Plusieurs principes guident ces politiques nouvelles fondées sur l’optimisme, l'agilité, la flexibilité et l’acceptation de l’inconnu. Le premier principe au cœur de ces stratégies d’innovations ancrées sur le réel est d’accepter les contraintes qui pèsent sur l’activité de l’entreprise, pour les transformer en potentialités de croissance. Selon cette conception, il ne s’agit plus de gérer des contraintes, de régler des problèmes, d’assumer les difficultés mais de voir dans cette réalité la base même des opportunités de demain qui permettront de se distinguer durablement des entreprises bien implantées sur leurs marchés. L’adversité devient dès lors le moteur et non plus le frein à l’innovation.
De même, l’un des autres grands principes de ces innovateurs est de refuser la sophistication extrême des produits, tant sur le plan technologique que marketing, en redonnant une place centrale au bon sens et à la simplicité, en mettant au cœur de la démarche les besoins fondamentaux des utilisateurs finaux. C’est en effet de cette façon que l’innovation peut devenir moins coûteuse à fabriquer et donc plus abordable mais surtout satisfaire un public plus large et plus fidèle, en proposant des produits faciles à entretenir (Maintenance friendly) et mis rapidement sur le marché (Timely to Market).
Enfin, parmi les principes qui guident cette nouvelle vision de l’innovation, un des plus marquants réside dans la manière différente d’organiser la création de valeur, en liant la croissance à l’intégration de groupes minoritaires ou marginaux. En effet, une des originalités de la démarche est de considérer que les forces vives de l’innovation sont à rechercher dans une combinaison d’intérêts multiples, où chacun a un rôle et une légitimité en termes de création de valeur. Selon ces principes, on ne peut pas gagner en dominant l’Autre (a fortiori en l’humiliant) ; l’innovation doit en tout état de cause être source de progrès. Pour réussir, elle doit être acceptée, admise et valorisée par une diversité d’acteurs aux intérêts et caractéristiques initiales différents, et éviter par là même l’exclusion de certaines couches de la population.
Ainsi, l’innovation, loin de s’apparenter à une stratégie de dimensionnement (effectifs, budget R&D, économies de taille), peut aussi se révéler d’une efficacité redoutable sur des marchés difficiles, où règnent la rareté et l’adversité. De nombreux exemples en Inde mais aussi dans d’autres pays montrent que des voies alternatives sont également possibles, pour permettre à des entrepreneurs de développer des solutions ingénieuses à forte croissance, malgré des ressources limitées et un contexte difficile.
Espérons que ces principes puissent aider nos entrepreneurs et nos petites entreprises à trouver l’énergie suffisante pour continuer à créer et à se développer, en dépit de ressources limitées et des contraintes normatives qui pèsent sur leurs activités.
Notes
(1) Radjou N., Prabhu J., Ahuja S., Innovation Jugaad, Diateino, 2013.

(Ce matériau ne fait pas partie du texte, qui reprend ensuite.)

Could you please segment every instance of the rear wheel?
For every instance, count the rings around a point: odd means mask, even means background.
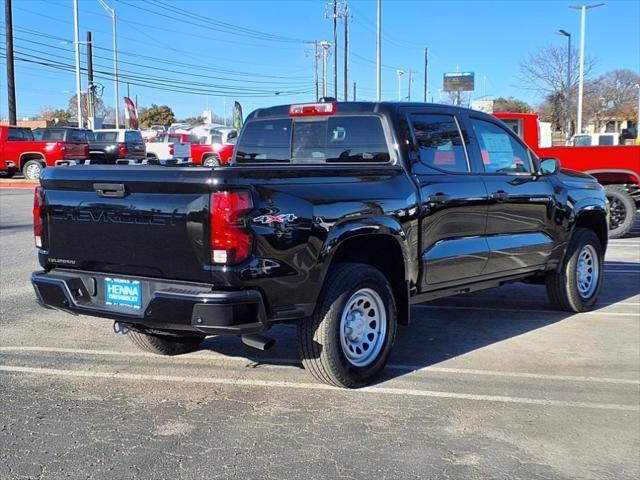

(2) L'innovation frugale permet d'entrevoir différemment l'innovation. Elle s'inspire du concept indien "Jugaad" qui précise que cette démarche est généralement utilisée dans un environnement difficile, où l'entrepreneur doit souvent répondre à des besoins locaux par des solutions simples, peu coûteuses et ingénieuses. Ce concept est souvent opposé au modèle d'innovation industrielle occidental (besoin de fonds importants, taille des équipes, sophistication des process). Il est cependant aujourd'hui fréquent de voir de grandes entreprises essayer d'appliquer ces principes, afin de rendre leur organisation plus "agile".